Les cours du pétrole ont reculé mardi, le marché affichant un regain d'optimisme sur une résolution rapide de la guerre au Moyen-Orient malgré de nouvelles menaces de Donald Trump à l'encontre de l'Iran.
Le prix du baril de West Texas Intermediate (WTI), pour livraison en juillet, a perdu 3,40%, tombant à 88,20 dollars.
Celui du baril de Brent de la mer du Nord, pour livraison en août, a lui reculé de 2,97%, à 91,45 dollars.

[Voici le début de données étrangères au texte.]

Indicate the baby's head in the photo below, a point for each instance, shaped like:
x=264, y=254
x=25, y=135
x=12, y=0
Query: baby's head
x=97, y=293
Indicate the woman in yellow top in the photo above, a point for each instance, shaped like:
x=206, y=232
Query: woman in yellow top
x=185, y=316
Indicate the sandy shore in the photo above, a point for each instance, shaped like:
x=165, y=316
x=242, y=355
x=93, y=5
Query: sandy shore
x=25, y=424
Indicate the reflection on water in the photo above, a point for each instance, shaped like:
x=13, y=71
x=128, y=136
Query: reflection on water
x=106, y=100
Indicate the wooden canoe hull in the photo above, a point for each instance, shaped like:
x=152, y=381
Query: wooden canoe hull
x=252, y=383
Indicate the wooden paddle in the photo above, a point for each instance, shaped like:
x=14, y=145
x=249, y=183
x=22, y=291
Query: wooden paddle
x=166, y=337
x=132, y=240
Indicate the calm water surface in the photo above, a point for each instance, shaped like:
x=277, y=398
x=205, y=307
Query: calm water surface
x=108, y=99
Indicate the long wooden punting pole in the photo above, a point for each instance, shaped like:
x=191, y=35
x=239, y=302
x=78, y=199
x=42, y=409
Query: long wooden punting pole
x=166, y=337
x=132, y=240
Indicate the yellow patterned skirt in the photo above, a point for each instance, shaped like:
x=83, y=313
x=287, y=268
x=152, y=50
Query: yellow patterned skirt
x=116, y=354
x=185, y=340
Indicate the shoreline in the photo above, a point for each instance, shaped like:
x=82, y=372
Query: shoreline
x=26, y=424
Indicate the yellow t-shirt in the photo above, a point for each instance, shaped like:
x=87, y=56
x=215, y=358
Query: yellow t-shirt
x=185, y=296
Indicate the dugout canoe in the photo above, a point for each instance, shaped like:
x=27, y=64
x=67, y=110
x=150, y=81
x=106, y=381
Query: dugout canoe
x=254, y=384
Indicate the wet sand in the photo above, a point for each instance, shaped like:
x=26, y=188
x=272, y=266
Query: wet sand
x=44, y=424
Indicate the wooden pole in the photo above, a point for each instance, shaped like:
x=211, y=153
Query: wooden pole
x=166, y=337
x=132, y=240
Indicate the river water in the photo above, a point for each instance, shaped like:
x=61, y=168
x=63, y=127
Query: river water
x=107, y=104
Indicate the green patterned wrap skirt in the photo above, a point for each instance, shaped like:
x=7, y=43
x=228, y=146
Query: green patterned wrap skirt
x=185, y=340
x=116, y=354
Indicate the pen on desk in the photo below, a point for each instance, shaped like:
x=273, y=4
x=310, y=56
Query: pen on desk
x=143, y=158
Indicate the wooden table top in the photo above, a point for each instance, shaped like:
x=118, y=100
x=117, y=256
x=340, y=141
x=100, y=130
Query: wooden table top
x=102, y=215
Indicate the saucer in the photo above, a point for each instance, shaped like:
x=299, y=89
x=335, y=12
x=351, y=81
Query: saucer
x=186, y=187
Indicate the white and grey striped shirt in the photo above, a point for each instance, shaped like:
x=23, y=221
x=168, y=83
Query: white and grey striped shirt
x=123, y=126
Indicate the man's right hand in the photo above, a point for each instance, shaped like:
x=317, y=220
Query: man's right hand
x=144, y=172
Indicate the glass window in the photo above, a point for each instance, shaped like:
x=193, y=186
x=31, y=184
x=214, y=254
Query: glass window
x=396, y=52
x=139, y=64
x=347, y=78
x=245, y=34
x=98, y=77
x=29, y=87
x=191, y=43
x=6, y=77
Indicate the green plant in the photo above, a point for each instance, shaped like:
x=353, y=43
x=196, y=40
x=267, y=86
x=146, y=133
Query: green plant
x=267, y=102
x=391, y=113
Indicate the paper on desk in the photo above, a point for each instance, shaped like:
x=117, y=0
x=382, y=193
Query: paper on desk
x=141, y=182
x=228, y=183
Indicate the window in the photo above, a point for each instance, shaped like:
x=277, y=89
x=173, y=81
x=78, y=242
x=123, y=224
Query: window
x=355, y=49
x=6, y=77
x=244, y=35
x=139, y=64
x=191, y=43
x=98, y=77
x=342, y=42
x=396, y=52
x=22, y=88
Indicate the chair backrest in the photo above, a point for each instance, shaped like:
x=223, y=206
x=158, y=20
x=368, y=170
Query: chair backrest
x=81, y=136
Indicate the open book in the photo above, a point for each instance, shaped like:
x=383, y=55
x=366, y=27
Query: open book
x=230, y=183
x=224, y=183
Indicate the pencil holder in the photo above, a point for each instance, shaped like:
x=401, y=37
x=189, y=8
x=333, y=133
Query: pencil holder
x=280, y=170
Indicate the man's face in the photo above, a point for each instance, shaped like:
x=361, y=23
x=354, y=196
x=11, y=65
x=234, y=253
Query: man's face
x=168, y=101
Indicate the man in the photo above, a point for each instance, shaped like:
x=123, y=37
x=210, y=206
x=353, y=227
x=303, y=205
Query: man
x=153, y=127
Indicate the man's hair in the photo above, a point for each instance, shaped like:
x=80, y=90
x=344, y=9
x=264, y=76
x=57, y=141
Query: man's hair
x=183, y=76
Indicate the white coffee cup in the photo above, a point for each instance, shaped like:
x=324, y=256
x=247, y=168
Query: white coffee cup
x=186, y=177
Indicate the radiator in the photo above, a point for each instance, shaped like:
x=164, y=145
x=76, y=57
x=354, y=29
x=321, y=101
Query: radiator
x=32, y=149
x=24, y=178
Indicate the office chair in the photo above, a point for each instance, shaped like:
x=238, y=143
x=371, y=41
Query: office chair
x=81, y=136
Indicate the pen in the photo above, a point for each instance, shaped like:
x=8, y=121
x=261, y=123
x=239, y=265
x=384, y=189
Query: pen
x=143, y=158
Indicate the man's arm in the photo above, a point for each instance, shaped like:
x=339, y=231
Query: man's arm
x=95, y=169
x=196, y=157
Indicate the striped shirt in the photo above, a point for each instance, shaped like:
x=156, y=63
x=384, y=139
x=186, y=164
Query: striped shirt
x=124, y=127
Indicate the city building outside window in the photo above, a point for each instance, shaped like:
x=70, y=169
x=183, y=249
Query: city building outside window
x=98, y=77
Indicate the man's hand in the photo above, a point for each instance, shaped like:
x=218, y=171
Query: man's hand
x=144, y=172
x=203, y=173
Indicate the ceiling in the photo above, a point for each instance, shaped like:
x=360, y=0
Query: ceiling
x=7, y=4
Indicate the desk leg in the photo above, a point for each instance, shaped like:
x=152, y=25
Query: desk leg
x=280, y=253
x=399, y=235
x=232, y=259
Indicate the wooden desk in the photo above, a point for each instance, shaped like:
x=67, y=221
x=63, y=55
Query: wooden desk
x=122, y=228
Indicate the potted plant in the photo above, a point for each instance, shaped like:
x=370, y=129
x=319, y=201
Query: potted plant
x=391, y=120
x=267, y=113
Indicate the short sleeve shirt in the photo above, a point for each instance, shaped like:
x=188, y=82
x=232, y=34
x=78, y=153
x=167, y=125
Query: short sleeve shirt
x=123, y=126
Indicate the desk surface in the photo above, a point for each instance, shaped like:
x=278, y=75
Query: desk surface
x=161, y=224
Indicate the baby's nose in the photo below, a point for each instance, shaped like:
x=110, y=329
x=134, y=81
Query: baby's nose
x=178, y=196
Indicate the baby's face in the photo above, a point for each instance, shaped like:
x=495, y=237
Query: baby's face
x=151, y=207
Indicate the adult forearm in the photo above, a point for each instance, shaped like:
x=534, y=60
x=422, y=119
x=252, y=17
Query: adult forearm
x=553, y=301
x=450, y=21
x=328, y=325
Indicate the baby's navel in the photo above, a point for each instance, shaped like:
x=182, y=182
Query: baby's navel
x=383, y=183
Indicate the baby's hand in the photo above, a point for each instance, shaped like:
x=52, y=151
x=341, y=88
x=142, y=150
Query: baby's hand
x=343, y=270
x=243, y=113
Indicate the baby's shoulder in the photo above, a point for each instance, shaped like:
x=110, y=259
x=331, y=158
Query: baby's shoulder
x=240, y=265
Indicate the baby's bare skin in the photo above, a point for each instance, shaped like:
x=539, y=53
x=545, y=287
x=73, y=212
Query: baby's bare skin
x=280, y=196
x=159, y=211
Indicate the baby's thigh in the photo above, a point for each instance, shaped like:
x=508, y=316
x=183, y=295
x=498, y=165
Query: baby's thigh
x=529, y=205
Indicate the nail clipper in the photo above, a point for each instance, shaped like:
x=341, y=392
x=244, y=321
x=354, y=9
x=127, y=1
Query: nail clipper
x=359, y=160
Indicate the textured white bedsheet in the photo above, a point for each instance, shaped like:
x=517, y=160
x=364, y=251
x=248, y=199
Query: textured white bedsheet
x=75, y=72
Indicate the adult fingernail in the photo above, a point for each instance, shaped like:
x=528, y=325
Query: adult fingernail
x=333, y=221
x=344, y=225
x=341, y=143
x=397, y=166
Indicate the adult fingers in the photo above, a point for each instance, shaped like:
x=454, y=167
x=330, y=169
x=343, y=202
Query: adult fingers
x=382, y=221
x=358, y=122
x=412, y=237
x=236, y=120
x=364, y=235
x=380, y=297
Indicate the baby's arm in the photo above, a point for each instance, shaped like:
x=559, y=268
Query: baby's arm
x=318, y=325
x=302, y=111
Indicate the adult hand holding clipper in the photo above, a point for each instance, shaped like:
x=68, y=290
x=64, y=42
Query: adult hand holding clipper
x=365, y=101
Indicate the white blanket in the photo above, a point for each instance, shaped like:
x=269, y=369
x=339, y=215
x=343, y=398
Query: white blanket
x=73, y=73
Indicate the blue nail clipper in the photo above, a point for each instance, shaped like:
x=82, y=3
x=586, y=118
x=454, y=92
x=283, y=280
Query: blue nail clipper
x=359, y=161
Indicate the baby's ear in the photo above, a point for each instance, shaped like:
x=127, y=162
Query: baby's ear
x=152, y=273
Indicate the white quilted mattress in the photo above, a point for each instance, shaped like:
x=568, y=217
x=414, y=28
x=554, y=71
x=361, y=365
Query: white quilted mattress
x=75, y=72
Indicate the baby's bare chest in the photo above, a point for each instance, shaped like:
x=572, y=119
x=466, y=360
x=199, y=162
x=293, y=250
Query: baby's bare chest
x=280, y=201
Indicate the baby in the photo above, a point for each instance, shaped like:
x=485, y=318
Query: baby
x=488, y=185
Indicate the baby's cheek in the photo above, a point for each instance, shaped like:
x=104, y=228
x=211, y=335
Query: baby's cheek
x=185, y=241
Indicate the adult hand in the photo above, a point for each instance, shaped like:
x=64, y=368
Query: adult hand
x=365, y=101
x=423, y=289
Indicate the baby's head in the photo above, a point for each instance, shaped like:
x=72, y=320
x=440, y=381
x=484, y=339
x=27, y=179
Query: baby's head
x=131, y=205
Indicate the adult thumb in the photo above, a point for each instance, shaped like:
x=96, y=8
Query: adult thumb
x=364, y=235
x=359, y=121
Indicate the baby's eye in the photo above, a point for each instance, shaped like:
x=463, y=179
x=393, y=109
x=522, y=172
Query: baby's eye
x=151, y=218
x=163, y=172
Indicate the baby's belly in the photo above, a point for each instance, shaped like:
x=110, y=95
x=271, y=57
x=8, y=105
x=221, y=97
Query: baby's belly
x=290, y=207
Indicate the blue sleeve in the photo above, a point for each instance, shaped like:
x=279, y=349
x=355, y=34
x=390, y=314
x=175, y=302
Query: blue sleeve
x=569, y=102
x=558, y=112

Plus tôt dans la séance, il était brièvement tombé à 89,57 dollars, au plus bas depuis le 17 avril.
Mais un message posté par Donald Trump sur son réseau Truth Social a limité sa baisse, sans toutefois entamer pleinement l'espoir du marché.
«Les Iraniens ont abattu la nuit dernière l'un de nos hélicoptères très perfectionnés de type Apache pendant qu'il survolait le détroit d'Ormuz», a écrit le président américain, en précisant que les deux pilotes étaient indemnes.
«Néanmoins, les États-Unis doivent, nécessairement, répliquer à cette attaque», a-t-il ajouté.
Ce changement de ton est notable alors que Donald Trump avait affirmé quelques heures plus tôt que la diplomatie américaine était «dans les derniers efforts de ce qui va être un très, très bon accord».
Ce sont ces propos-là qui ont retenu l'attention des opérateurs.
«La majorité des acteurs du marché croient toujours que le conflit sera bientôt résolu, car cela serait probablement dans l'intérêt de toutes les parties concernées», a rapporté Carsten Fritsch, analyste de Commerzbank.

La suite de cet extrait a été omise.